# PC-Lab 7: Linear basis functions and kernels

In this PC-lab, we will have a look at two particular strategies in order to be able to analyze non-linear relationships in data: _linear basis functions expansion_ and _kernels_. 

We will first have a look at basis functions. Next we will turn a logistic regression model to a kernel logistic regression model ourselves. Finally we will study kernel ridge regression on a real-world dataset, where we will predict the compressive strength of concrete based on its composition and age. 


## Introduction: From Linearity to Non-Linearity

Imagine trying to fit a straight line to predict the wage of (commonly educated) people based on their age. This can be a simple linear regression problem, and in many cases, a straight line might do a good job. But what if the relationship isn’t strictly linear? What if the wage suddenly skyrockets after reaching a certain age, or has some other complex, non-linear behavior?

This is where linear basis function models come into play. Instead of trying to fit our data using just a line, we transform our input data into a new space, making it easier to fit with a linear model. For example, we might convert our single size feature into multiple features like size, size squared, and size cubed. This way, even though our model is still "linear" in its parameters, it can capture non-linear relationships in the original feature space.

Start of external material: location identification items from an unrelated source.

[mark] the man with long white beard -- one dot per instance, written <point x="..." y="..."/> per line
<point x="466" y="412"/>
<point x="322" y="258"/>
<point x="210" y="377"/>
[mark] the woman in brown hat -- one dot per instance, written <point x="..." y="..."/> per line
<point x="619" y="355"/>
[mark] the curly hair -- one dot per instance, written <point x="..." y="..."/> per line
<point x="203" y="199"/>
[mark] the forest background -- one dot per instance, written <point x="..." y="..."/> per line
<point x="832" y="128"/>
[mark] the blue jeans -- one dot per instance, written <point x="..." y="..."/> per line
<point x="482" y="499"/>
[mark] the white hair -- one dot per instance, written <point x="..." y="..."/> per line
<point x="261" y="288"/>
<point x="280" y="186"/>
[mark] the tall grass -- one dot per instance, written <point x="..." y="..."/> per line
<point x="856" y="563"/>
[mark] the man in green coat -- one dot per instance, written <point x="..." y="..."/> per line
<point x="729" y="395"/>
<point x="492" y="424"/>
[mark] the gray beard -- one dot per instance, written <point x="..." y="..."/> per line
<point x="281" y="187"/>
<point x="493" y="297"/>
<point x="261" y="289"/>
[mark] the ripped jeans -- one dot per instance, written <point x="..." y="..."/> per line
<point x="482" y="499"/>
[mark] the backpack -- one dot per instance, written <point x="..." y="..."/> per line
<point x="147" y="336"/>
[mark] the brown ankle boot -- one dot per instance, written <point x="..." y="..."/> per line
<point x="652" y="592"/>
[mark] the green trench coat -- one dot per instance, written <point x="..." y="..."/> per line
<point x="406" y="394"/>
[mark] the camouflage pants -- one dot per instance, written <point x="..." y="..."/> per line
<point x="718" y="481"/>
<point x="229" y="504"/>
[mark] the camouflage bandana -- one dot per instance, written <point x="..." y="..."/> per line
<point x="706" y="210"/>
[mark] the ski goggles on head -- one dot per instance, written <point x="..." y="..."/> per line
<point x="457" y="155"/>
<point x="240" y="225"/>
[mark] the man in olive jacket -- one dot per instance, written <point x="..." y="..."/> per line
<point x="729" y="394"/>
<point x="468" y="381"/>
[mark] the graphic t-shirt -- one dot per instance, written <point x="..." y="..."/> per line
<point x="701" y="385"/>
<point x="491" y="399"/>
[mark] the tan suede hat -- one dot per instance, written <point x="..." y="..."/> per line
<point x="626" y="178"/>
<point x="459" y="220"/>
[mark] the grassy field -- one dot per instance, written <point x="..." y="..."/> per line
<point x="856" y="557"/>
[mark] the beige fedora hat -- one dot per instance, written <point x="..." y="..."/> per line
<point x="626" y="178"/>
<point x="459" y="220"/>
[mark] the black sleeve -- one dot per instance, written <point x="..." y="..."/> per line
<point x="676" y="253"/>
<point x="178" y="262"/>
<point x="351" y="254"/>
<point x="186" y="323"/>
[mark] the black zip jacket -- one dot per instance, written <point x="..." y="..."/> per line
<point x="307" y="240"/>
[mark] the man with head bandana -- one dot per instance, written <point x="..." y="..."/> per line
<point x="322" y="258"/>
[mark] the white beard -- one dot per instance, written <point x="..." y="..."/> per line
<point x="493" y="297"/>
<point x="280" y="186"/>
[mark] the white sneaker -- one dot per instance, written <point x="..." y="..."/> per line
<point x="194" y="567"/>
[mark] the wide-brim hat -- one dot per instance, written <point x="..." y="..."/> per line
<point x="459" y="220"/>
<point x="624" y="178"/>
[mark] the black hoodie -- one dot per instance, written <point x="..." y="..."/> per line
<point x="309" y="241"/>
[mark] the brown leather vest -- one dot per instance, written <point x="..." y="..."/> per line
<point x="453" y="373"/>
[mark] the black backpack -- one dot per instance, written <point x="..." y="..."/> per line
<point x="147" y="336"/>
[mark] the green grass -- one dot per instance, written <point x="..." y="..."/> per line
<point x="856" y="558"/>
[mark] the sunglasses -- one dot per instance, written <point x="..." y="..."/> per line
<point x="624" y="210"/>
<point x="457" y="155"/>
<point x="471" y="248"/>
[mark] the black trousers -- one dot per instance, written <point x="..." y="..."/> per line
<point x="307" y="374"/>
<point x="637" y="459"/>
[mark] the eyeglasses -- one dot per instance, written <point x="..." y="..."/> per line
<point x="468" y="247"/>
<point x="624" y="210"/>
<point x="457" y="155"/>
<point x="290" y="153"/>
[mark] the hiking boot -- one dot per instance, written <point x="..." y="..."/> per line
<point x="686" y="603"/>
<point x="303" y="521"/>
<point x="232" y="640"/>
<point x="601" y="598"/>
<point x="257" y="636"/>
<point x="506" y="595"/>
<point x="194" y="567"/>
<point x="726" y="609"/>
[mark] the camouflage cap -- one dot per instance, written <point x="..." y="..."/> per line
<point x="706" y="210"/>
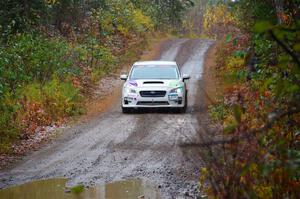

Now, you might ask: how do we decide on these transformations? How many should we use? Isn't there a smarter way to capture these non-linear relationships without having to manually craft these transformations?

Enter kernel methods. Instead of explicitly transforming our data, kernel methods allow us to implicitly operate in a high-dimensional space, enabling us to fit complex relationships without ever leaving the comfort of our linear models. In essence, a kernel is a function that computes the "similarity" between data points. This concept unlocks the potential to work with infinite-dimensional spaces and even handle problems where the relationship between inputs and outputs is highly intricate.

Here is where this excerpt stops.